Nonprofit co-founded by CWRU student educates low-income students in STEM subjects

Robotics For All, a nonprofit organization, seeks to overcome systemic barriers set against underrepresented populations within STEM

Robotics for All has taught about 1,300 K-8th graders in four states.

Courtesy of Robotics for All

Robotics for All has taught about 1,300 K-8th graders in four states.

Kevin Pataroque, Staff Reporter

Why are low-income students historically underrepresented in science, technology, engineering and mathematics (STEM) programs? Universities across the country have created tutoring programs, outreach activities and STEM-related courses geared towards underrepresented populations, yet low-income students are still missing from incoming first-year classes. 

These populations are often gendered and racialized; engineering programs and positions, for example, are largely composed of upper-class white men. Behind the statistics, reports demonstrate that underrepresentation is caused by privileges. Simply put, richer communities have more access to STEM-based resources, better teachers and more continuous opportunities. In comparison, poorer communities cannot afford to send their gifted children to STEM-based experiential opportunities. 

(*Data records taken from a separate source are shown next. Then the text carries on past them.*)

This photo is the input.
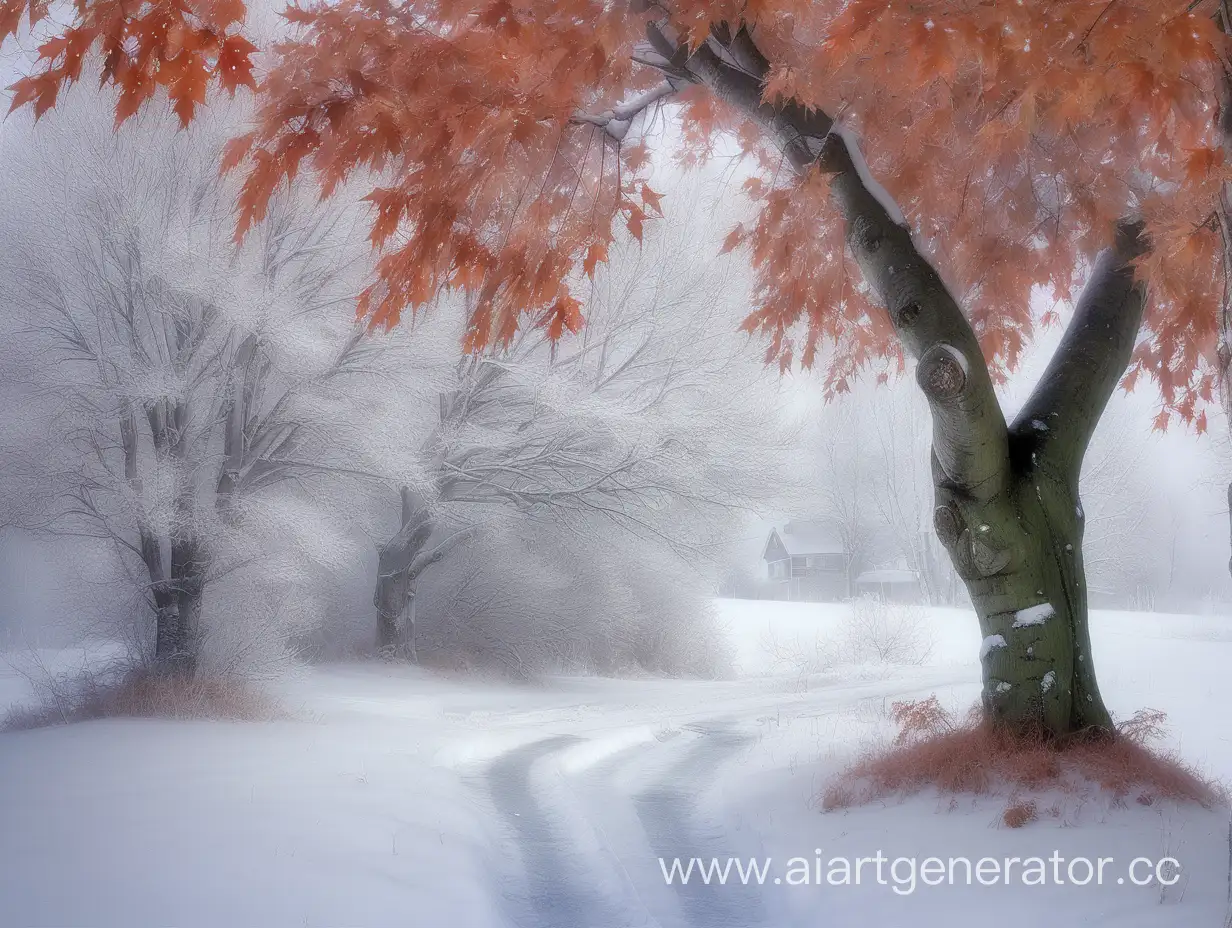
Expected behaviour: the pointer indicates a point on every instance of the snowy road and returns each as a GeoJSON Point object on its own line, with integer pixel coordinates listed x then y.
{"type": "Point", "coordinates": [403, 799]}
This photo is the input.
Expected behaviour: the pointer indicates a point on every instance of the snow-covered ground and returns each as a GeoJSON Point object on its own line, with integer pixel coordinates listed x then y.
{"type": "Point", "coordinates": [398, 797]}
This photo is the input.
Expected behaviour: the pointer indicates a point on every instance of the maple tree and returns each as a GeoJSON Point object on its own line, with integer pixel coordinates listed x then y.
{"type": "Point", "coordinates": [1024, 148]}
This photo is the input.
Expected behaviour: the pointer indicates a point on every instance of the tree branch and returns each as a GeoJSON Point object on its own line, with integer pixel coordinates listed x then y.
{"type": "Point", "coordinates": [616, 121]}
{"type": "Point", "coordinates": [1058, 418]}
{"type": "Point", "coordinates": [968, 428]}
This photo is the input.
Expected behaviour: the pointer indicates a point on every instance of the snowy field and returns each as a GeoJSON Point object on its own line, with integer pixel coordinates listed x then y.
{"type": "Point", "coordinates": [397, 797]}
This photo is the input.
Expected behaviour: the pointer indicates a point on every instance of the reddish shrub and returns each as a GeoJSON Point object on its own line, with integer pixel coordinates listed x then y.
{"type": "Point", "coordinates": [144, 695]}
{"type": "Point", "coordinates": [935, 749]}
{"type": "Point", "coordinates": [1019, 812]}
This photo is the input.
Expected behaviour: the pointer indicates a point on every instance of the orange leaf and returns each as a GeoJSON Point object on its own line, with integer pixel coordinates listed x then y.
{"type": "Point", "coordinates": [234, 65]}
{"type": "Point", "coordinates": [652, 200]}
{"type": "Point", "coordinates": [234, 152]}
{"type": "Point", "coordinates": [636, 217]}
{"type": "Point", "coordinates": [595, 255]}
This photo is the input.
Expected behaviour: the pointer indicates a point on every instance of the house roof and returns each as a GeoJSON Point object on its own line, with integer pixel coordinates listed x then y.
{"type": "Point", "coordinates": [801, 539]}
{"type": "Point", "coordinates": [887, 574]}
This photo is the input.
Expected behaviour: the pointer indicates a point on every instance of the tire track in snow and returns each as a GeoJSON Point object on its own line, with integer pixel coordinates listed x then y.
{"type": "Point", "coordinates": [675, 828]}
{"type": "Point", "coordinates": [559, 891]}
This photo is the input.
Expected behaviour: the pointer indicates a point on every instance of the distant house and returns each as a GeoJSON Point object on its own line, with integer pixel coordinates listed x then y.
{"type": "Point", "coordinates": [805, 562]}
{"type": "Point", "coordinates": [891, 584]}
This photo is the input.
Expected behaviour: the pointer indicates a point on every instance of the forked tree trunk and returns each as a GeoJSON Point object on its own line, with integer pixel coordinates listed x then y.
{"type": "Point", "coordinates": [1007, 496]}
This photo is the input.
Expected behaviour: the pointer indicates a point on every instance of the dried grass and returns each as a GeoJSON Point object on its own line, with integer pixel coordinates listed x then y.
{"type": "Point", "coordinates": [141, 694]}
{"type": "Point", "coordinates": [971, 756]}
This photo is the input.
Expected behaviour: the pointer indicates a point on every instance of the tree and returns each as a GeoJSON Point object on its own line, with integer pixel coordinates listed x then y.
{"type": "Point", "coordinates": [1030, 146]}
{"type": "Point", "coordinates": [179, 387]}
{"type": "Point", "coordinates": [624, 424]}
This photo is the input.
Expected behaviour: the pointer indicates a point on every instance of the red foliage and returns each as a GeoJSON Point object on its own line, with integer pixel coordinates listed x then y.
{"type": "Point", "coordinates": [934, 749]}
{"type": "Point", "coordinates": [1013, 136]}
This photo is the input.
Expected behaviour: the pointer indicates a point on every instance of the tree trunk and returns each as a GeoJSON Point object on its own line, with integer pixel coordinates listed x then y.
{"type": "Point", "coordinates": [1007, 496]}
{"type": "Point", "coordinates": [399, 562]}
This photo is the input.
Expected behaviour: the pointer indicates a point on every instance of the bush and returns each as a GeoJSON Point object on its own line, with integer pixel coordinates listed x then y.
{"type": "Point", "coordinates": [885, 634]}
{"type": "Point", "coordinates": [936, 749]}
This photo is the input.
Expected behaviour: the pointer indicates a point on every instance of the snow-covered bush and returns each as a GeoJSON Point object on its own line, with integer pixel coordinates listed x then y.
{"type": "Point", "coordinates": [885, 634]}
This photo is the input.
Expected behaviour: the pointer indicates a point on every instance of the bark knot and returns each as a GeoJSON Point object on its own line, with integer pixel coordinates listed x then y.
{"type": "Point", "coordinates": [943, 372]}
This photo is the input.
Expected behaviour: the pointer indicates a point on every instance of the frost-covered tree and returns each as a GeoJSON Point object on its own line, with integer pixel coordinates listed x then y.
{"type": "Point", "coordinates": [179, 392]}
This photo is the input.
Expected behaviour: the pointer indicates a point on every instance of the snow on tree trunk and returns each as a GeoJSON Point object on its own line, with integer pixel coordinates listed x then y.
{"type": "Point", "coordinates": [1007, 496]}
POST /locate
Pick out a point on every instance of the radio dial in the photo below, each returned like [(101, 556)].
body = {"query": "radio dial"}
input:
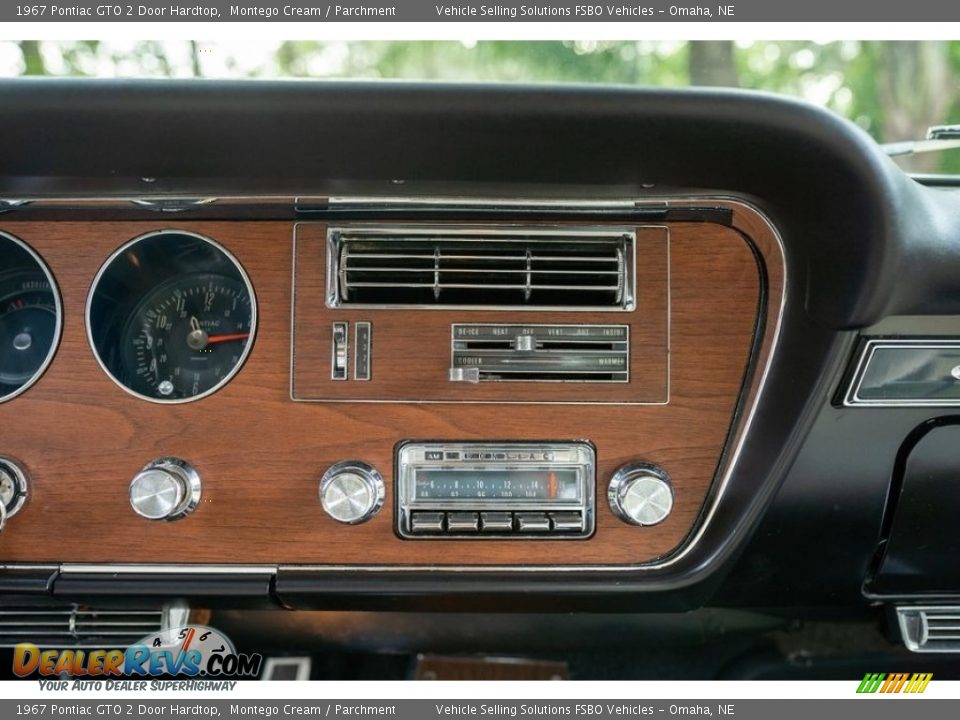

First-year Case Western Reserve University engineering student Garrett Tieng co-created the nonprofit organization Robotics For All (RFA) with Maximilian Goetz, a first-year business major at Georgetown University, in order to combat this issue. In 2021, the organization now has over 200 active volunteers and provides experiential opportunities in STEM for over a thousand high school students.

Tieng and Goetz believe that underrepresentation of low-income populations originates from insufficient opportunities. Goetz, who attended a wealthier high school, noticed this disparity through earlier volunteering opportunities. “Students who are five minutes up the road did not have equal access to opportunities as us,” Goetz noted.

As reports note, STEM jobs are among the fastest-growing and highest-paid positions in the U.S., but these positions have historically been inaccessible to low-income populations. 

“Reading and math are the two things that, in whatever career, are going to be fundamental. I don’t disagree, but I would like to add that computer science, or some sort of computer technical background, is a third thing that’s going to be incredibly important [in] whatever job,” said Goetz. 

Goetz recruited Tieng, a fellow robotics team member and classmate, to create a course to educate beginners on the basics of robotics. Soon, the pair expanded their nonprofit.

“We realized the potential of duplicating what we did at this one location in numerous locations,” Tieng said. “Eventually, we founded the organization and collected a board of directors.” RFA provides resources and education to underrepresented populations, giving opportunities to code and create robots and helping students participate in local competitions. All of RFA’s content is free.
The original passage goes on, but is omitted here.